Christian_alternakid am 01.04.2021 um 09:15 Uhr:
"I Am Curious (Blue)" ist aus dem gleichen Holz geschnitzt wie sein Schwester-Film "I Am Curious (Yellow)": ein Hybrid aus soziopolitischer Doku und individualsexueller Fiktion, wobei das blaue Pendel stärker in RIchtung Politik ausschlägt und den Sexpart deutlich zurückfährt und dahingehend, abgesehen von eventuell damaligen Befindlichkeiten hinsichtlich des Zeigens von lesbischem Sex und Redens über Masturbation, eigentlich kaum Skandalerregungspotenzial bietet.Die politischen Positionen dagegen sind sicher auch aus heutiger Sicht noch umstritten im Mainstream: gegen die Staatskirche, gegen die Klassengesellschaft, gegen die Lohnarbeit, gegen die Idee Gefängnis und über allem gegen das Prinzip Verdienst für Verdienst, also gegen jede Meritokratie. "I Am Curious" denkt den schwedischen Wohlfahrtsstaat komplett zu Ende, hinterfragt aber natürlich - wie eigentlich immer bei Filmen mit dieser Idee - leider nicht eine alternative Finanzierung der Welt. Zwar verdient laut Film der Architekt das Zweieinhalbfache der Kaltmamsell (ein Beruf den ich LANGE nicht mehr gehört habe!), zahlt aber auch bereits 80% Steuern. Deshalb ist es fast kurios, dass ausgerechnet ein schwedischer Film diese Forderungen mit solcher Dringlichkeit aufstellt und in der Folge in den USA zu einem solchen Counter-Culture-Sensationserfolg wurde, wäre doch für die amerikanische Gesellschaft schon der so von Vilgot Sjöman hier arg kritisierte Ist-Zustand Schwedens ein "marxistisches Paradies".
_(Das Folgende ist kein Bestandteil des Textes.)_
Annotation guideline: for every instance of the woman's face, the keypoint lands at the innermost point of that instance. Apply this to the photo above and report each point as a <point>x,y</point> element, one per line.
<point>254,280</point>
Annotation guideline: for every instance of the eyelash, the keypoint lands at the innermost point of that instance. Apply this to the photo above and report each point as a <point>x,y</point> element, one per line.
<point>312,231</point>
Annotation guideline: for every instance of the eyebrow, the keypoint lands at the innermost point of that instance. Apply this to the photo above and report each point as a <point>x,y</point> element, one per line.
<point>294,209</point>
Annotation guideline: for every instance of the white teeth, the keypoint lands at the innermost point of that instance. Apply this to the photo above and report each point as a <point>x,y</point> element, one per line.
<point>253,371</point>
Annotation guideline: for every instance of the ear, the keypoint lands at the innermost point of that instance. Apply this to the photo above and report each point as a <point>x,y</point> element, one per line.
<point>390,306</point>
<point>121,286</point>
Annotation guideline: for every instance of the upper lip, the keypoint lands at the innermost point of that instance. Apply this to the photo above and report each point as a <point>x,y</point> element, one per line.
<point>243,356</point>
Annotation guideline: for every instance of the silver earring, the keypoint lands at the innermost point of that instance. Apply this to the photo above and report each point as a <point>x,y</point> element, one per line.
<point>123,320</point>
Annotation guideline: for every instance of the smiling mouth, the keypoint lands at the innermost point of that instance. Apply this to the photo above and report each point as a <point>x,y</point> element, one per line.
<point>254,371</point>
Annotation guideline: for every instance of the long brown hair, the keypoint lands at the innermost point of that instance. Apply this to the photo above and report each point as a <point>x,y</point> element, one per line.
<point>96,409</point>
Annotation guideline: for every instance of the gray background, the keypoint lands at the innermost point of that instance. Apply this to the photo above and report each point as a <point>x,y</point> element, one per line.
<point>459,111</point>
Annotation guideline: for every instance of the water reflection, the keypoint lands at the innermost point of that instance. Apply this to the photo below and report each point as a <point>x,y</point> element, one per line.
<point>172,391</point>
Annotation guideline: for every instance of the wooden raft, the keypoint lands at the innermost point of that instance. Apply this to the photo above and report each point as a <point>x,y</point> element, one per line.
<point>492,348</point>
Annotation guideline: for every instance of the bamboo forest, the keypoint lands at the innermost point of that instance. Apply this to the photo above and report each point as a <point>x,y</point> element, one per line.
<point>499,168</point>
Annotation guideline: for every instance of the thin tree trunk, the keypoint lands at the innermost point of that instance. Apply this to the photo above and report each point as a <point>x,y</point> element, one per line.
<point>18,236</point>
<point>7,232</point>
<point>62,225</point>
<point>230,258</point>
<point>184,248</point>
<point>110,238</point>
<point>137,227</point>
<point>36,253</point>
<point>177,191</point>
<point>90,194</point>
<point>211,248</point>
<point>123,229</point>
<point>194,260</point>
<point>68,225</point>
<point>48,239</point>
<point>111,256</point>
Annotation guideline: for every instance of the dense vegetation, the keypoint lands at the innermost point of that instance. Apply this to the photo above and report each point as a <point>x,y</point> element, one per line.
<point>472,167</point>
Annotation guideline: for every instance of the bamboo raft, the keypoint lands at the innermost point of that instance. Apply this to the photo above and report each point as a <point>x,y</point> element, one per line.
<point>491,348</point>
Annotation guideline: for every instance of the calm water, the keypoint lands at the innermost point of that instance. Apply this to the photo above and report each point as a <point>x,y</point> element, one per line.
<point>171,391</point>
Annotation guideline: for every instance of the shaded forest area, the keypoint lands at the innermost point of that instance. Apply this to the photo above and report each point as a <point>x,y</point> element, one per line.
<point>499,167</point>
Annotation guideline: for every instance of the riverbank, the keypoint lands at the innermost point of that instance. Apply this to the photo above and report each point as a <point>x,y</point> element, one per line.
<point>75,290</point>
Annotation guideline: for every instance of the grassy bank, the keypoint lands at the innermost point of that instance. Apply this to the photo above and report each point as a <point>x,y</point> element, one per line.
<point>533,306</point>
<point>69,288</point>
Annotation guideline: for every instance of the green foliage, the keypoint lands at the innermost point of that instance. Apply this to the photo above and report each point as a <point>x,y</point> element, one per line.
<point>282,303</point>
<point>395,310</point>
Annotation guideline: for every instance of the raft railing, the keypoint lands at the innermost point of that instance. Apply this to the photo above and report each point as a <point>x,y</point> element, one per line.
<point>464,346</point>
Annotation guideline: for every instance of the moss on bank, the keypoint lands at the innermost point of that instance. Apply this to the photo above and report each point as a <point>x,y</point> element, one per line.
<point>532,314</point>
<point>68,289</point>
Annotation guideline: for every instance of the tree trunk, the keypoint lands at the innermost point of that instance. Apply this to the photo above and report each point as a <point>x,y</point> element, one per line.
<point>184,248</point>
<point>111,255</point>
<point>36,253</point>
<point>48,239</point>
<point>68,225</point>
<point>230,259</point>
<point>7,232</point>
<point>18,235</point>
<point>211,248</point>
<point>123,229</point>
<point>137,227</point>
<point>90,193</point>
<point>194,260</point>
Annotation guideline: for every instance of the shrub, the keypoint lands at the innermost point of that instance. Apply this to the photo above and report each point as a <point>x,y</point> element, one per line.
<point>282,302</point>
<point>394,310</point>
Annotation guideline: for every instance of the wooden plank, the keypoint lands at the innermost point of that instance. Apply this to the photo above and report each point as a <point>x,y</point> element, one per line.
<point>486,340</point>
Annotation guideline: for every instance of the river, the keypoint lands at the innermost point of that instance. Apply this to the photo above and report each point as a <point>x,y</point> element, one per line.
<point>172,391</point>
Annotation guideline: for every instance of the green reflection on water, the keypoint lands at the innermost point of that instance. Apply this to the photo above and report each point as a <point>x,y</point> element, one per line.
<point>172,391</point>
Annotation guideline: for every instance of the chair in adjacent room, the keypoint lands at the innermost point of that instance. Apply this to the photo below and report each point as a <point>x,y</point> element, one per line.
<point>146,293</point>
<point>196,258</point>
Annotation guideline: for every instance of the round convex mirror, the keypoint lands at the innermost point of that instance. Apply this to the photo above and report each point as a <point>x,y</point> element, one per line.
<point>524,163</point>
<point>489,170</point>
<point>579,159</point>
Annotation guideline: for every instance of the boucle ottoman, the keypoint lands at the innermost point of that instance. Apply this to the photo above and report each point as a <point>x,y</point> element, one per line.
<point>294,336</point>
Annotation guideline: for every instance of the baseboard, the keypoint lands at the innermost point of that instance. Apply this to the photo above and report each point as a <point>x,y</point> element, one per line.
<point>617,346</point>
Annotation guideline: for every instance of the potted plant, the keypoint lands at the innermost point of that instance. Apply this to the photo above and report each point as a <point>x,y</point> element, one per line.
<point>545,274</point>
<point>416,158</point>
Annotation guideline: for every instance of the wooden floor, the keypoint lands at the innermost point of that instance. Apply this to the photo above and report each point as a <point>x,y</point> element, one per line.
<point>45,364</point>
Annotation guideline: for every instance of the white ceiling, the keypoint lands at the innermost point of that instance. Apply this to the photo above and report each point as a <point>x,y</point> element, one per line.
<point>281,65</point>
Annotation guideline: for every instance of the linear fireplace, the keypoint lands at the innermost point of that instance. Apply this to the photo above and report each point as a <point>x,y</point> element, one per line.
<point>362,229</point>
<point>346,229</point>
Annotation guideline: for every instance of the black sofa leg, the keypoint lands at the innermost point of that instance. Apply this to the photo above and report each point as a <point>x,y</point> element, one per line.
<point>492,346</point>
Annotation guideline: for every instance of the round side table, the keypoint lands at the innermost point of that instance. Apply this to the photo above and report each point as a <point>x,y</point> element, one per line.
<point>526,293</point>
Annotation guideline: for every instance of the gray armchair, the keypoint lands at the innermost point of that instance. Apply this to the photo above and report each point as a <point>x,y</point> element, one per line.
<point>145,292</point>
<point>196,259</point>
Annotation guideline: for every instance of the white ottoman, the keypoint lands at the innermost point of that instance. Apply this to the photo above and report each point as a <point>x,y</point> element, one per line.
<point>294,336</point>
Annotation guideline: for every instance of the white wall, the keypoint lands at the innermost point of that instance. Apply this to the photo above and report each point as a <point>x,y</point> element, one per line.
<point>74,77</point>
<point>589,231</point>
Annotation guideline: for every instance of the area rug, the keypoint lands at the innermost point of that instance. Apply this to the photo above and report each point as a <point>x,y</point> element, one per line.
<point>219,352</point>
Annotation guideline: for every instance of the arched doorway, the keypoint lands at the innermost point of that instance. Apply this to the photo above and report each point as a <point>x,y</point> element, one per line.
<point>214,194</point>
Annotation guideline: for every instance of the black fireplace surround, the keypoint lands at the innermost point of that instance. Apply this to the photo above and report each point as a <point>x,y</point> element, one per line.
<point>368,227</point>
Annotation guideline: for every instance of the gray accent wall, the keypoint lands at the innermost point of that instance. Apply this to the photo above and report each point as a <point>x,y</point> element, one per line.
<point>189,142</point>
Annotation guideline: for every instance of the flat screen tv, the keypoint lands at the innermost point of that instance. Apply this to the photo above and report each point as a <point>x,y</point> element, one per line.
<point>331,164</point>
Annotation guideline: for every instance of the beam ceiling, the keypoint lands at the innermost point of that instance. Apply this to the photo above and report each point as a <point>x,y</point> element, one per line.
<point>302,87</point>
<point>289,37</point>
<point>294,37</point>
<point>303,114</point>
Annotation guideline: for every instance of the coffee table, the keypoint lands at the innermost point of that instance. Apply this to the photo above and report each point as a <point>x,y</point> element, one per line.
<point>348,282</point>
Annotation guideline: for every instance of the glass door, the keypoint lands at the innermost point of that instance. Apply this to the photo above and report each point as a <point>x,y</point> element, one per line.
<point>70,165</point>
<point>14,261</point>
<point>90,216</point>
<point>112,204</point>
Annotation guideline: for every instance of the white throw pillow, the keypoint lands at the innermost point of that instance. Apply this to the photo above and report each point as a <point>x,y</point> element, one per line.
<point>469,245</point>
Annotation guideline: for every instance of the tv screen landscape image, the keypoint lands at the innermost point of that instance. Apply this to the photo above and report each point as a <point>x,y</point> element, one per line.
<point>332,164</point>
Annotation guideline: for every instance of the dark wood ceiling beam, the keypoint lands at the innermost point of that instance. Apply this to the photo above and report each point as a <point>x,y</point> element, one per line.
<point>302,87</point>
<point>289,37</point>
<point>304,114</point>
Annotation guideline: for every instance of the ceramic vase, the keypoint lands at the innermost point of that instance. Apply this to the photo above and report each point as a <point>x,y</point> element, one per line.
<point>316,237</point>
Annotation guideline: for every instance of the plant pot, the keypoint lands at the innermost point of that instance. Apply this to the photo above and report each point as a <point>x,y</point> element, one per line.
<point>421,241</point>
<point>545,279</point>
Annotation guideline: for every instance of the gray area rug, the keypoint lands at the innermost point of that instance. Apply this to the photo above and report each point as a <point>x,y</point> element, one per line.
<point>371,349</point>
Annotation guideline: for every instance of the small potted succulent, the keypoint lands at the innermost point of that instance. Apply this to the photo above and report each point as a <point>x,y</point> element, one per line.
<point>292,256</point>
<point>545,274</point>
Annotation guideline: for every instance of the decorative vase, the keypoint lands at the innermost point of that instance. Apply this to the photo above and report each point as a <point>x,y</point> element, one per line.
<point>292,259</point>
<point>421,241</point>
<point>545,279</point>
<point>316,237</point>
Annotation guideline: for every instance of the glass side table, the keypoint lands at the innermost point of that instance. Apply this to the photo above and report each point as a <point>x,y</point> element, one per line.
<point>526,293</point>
Filmisch hat "Blue" Stärken in seiner verschränkten, sich selbst hinterfragenden Struktur und der Thematisierung des Prinzips "Film" mit ständigen Brüchen zwischen Fiktion und Wirklichkeit, die sich nicht nur auf dazwischen eingestreute, anscheinend echte Straßenumfragen mit real people beschränkt, sondern immer wieder auch den Prozess des Filmens und der Aufnahme ausstellt und die Figuren damit in einer Doppelbödigkeit als Charakter und als Person dahinter zeigt.
Regisseur und Radikalinski Vilgot Sjöman darf man also gern als schwedische Entsprechung von Jean-Luc Godard sehen, allerdings fehlt Sjöman sowohl das Spielerische, das Godard in jenen Jahren immer noch auszeichnete (siehe den zwei Jahre älteren "Masculin, Feminin - die Kinder von Marx & Coca Cola" beispielsweise) und dessen Göttertalent für Bildkompositionen.
Dennoch: "Blue" fand ich überzeugender als ich "Yellow" in Erinnerung hatte, den ich vor gut zehn Jahren gesehen habe - was dringend für eine Neubewertung von "Yellow" spricht.